Wherever you turned there were reminders of the conflict – old gun emplacements (damaged cannons still in place) with sweeping views of the English Channel below; pill boxes, thick concrete underground  bunkers and storage rooms; and the small villages doted with Allied nations flags, plaques, memorials, museums, inns and shops. All were reminders of the conflict a seeming lifetime ago. 

Whether it be the remaining newsreel footage of the invasion, Hollywood’s treatment embodied in “The Longest Day,” “Saving Private Ryan” or “Band of Brothers,” the images captured on film and video all came alive to me that day.  The narrow streets have lines of stone houses built right up to the roads’ edge many with markings that you can easily imagine were made by stray bullets or explosions. As the images became incredibly real so does the enormity of the conflict and those that landed, fought and died here.

I had the radio on in the car listening to the BBC from London as we started up the long road to the American Cemetery at Omaha Beach. But the scene just wasn’t right. I quickly turned off the music until the hum of the engine was all you could hear. We parked the car, entered the doors of the visitors’ center, went through the security checkpoint and down the stairs to the exhibit hall. 

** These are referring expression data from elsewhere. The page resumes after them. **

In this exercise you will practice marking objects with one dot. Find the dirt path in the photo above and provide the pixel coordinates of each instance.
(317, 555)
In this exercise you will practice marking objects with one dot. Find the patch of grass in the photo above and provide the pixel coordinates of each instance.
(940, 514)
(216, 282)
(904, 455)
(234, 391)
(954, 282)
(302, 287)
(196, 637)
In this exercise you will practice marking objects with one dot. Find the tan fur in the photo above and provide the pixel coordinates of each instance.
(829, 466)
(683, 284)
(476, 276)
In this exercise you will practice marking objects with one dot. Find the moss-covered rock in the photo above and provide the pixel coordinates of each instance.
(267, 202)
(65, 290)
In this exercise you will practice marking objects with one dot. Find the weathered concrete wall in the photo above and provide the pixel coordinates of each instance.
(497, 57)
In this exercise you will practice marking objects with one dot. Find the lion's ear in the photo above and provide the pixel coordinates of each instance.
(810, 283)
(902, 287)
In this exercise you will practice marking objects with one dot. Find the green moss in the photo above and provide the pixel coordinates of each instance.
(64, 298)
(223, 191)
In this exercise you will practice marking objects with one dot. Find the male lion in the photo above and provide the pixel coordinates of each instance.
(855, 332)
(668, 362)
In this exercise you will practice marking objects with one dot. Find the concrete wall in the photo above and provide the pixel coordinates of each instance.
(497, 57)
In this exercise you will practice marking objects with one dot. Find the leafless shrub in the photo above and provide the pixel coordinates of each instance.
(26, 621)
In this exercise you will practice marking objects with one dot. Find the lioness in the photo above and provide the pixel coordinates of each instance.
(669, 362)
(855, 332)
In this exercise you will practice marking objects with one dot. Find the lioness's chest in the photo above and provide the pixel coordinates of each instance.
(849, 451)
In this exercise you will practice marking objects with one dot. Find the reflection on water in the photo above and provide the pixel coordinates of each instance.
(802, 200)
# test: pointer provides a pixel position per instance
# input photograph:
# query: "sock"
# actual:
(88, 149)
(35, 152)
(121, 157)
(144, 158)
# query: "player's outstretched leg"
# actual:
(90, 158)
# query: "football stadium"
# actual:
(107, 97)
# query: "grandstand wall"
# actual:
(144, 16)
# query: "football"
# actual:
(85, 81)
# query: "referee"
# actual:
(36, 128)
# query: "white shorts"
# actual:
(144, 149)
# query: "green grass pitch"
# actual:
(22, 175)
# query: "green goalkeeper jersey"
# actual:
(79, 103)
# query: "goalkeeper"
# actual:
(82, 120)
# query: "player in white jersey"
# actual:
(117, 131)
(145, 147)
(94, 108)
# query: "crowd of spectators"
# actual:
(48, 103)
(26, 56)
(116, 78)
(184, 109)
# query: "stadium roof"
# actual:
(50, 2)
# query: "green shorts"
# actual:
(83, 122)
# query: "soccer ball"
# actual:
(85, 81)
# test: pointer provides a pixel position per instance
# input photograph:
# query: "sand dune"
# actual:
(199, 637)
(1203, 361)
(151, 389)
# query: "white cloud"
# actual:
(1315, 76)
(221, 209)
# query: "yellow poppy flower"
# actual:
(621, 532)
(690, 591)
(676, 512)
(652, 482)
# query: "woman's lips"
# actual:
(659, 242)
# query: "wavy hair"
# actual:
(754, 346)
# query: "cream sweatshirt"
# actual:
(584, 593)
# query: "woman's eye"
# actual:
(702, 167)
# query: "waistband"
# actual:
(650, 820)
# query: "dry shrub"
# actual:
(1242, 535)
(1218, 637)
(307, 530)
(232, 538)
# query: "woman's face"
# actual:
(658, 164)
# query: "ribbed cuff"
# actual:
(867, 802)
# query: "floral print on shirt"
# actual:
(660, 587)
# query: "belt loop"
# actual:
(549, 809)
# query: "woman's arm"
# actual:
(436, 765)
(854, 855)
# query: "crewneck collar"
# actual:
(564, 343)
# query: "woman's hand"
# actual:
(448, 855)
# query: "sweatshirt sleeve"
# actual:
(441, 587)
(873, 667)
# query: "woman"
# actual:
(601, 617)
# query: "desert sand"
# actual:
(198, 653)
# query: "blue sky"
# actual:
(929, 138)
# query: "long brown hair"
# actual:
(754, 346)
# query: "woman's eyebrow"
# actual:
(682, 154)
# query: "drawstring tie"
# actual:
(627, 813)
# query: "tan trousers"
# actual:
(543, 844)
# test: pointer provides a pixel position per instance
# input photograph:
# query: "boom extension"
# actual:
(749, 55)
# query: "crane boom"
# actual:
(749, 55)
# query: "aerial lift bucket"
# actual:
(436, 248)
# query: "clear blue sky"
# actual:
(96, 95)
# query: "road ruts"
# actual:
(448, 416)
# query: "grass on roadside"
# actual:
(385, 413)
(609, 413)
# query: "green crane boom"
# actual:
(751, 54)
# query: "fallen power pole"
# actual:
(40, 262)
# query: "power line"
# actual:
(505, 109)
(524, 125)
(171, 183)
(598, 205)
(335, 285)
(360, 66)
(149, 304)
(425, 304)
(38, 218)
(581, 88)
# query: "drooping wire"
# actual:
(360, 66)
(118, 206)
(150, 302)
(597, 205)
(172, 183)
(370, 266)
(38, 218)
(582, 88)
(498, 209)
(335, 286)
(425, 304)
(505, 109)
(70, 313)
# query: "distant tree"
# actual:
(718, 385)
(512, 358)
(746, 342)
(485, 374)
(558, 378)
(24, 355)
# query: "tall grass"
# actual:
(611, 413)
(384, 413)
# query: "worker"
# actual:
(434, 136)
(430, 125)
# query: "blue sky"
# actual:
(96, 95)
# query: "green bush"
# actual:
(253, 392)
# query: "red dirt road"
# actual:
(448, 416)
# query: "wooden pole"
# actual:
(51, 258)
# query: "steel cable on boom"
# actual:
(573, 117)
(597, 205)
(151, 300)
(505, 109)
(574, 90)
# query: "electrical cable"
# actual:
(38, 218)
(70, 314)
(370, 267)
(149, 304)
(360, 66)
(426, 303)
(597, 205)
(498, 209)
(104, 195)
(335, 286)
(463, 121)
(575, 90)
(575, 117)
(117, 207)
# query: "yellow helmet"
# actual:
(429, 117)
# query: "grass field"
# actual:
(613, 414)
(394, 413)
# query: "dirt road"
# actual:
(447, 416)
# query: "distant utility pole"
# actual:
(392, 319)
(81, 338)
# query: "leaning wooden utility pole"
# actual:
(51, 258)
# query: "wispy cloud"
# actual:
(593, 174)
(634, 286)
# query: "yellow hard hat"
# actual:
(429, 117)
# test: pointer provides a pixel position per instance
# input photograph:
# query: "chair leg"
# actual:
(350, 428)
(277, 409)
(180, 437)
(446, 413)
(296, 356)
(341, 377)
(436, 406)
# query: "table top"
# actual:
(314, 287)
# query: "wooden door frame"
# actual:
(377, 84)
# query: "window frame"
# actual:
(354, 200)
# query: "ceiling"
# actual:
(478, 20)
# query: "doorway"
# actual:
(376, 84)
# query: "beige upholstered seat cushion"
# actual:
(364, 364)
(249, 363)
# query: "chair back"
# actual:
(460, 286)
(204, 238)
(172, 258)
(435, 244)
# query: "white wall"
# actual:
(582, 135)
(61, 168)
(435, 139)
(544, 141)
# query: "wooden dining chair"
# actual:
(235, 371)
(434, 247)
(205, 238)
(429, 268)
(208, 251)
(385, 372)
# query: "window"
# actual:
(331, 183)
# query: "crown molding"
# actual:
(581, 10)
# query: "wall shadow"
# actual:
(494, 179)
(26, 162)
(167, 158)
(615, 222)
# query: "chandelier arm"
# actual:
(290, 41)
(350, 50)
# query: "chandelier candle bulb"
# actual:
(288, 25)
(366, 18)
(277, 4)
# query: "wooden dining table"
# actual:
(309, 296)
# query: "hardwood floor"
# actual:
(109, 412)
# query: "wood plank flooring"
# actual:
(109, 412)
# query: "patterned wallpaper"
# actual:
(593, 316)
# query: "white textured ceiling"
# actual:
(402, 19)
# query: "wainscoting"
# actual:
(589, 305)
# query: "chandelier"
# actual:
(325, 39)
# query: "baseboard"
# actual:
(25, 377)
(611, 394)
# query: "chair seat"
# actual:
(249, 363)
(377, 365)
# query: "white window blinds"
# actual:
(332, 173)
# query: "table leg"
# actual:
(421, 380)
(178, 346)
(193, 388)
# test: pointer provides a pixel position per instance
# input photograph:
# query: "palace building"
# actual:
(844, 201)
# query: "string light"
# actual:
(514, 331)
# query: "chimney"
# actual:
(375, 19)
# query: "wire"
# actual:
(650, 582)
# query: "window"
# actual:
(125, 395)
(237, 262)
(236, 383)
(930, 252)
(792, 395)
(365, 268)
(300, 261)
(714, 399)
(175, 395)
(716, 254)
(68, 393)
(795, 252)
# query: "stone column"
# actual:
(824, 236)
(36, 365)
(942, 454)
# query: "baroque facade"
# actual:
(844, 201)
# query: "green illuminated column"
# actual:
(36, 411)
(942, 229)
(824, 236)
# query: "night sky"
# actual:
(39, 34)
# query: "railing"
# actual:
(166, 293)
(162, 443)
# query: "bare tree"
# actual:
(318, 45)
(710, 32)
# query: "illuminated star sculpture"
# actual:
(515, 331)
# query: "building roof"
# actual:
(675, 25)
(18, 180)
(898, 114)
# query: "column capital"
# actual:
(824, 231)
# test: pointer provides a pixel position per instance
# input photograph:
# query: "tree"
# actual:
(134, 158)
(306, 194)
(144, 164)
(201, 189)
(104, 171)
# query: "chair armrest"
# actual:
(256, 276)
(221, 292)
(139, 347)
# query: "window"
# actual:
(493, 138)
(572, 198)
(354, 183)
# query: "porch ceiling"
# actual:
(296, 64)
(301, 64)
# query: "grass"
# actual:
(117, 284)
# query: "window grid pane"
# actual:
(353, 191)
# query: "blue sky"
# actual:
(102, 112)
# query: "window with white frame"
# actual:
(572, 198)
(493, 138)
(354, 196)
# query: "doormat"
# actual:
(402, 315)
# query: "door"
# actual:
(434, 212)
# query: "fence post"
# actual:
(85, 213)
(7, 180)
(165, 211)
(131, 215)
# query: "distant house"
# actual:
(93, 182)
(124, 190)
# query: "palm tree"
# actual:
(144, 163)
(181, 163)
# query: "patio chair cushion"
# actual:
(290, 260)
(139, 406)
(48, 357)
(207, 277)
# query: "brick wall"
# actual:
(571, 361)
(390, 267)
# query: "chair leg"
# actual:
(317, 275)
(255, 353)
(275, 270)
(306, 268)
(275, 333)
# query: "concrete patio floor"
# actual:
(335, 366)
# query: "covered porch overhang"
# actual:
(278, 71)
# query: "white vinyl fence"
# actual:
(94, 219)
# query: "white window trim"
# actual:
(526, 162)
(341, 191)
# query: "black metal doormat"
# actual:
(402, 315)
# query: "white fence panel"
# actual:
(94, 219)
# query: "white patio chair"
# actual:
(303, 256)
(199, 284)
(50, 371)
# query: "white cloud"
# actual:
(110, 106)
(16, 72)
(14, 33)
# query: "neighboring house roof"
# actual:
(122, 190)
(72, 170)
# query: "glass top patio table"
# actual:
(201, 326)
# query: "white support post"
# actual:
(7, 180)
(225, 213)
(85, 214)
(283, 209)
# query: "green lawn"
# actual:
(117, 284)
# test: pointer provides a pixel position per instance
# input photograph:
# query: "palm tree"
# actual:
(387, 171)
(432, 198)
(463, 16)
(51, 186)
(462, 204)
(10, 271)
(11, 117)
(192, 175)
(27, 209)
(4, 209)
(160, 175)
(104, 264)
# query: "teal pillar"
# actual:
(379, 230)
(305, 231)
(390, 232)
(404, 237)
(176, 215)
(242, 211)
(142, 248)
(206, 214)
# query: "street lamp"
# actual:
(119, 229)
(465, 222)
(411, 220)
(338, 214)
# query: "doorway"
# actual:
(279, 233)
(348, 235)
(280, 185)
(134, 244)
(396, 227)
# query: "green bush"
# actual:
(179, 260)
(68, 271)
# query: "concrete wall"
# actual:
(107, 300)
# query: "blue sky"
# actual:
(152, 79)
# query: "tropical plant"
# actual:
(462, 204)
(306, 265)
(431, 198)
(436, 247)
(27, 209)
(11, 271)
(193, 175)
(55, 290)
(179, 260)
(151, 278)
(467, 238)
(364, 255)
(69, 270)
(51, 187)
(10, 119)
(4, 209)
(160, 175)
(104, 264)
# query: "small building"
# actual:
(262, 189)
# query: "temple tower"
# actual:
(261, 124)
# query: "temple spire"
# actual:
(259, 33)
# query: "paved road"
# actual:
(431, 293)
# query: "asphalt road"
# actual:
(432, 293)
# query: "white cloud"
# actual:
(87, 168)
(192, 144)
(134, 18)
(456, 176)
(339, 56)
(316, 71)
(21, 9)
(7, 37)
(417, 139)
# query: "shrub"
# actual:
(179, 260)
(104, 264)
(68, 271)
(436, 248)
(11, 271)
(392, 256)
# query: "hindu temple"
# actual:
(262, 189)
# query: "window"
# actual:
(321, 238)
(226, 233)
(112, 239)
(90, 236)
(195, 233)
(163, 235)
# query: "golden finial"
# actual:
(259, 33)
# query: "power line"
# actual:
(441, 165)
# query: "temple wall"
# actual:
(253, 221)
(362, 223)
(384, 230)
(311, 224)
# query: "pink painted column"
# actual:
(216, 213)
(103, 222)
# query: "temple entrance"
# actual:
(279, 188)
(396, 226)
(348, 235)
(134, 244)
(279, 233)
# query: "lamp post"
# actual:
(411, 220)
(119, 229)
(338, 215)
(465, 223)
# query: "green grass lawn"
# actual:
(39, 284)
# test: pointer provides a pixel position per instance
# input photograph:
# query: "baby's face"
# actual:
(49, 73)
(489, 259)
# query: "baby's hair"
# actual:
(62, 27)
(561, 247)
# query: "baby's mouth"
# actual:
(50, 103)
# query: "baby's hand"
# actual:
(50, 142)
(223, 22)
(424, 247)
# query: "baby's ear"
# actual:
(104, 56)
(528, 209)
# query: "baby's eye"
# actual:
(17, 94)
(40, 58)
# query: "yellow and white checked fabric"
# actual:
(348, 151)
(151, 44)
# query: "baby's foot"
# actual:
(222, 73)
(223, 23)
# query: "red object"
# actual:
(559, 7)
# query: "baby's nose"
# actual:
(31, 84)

Here, there was a great silence...a silence as if you were entering the most sacred of shrines.  

People spoke, not very often, but always in hushed tones. There were rows of exhibits with pictures, artifacts, films and narrations about the conflict.  You quickly realized that the story they were telling was not about war or battles, but about people – soldiers, sailors and airmen mostly young, but older as well who came from towns, villages and cities across America to this place to fight for freedom for themselves and to secure freedom for others they did not even know.

Some engaged in great acts of courage and died in action; others survived the landing only to lose their lives later in the conflict.  There were still more suddenly killed as they stepped off their landing crafts onto the beach in hails of bullets and explosions. They were fathers and sons, uncles, brothers, cousins, and friends who died that first day and in the weeks after.  The stories of many of them are recounted here in the visitors’ center. 

More than 9,000 participants of the D-Day invasion are buried here overlooking Omaha Beach.  Rows upon rows of white Christian crosses and Jewish Stars cover the acres of grass that are meticulously maintained.

Walking from the visitor’s center to the cemetery you come upon a memorial garden dedicated to the more than 1,000 veterans whose bodies were never found. Their names are carved into the garden wall...all that remains of their service to their country.  As you walk the rows of white markers and read the names, they are a melting pot of the American character...veterans from more nationalities that you can count all sharing this patch of earth that is literally and legally American soil in a far-off foreign land.

People who visit the Normandy beaches, especially Americans, come here on holiday or on a vacation, but many (like me) realize afterwards that it is really a pilgrimage.  It is a pilgrimage to a place in time when young Americans gave their all to fight a real, genuine and menacing tyranny that was poised to destroy our country and rule the entire world as totalitarian despots.  

The silence that hovered over that cemetery on the wind swept bluffs of Omaha Beach was a silence of respect for those WW II veterans, their loved ones and families who sacrificed so much. Their sacrifice allows all of us to live here today in a nation, that far from perfect, is still a glowing light of freedom and democracy for all other nations of the world.

As we argue and fight over health care reform, immigration, federal spending, global warming and excessive executive compensation, take time this Veteran’s Day to think about that cemetery overlooking Omaha Beach and the silence of respect we should have for all our countrymen and women who have and are serving in our armed forces around the world.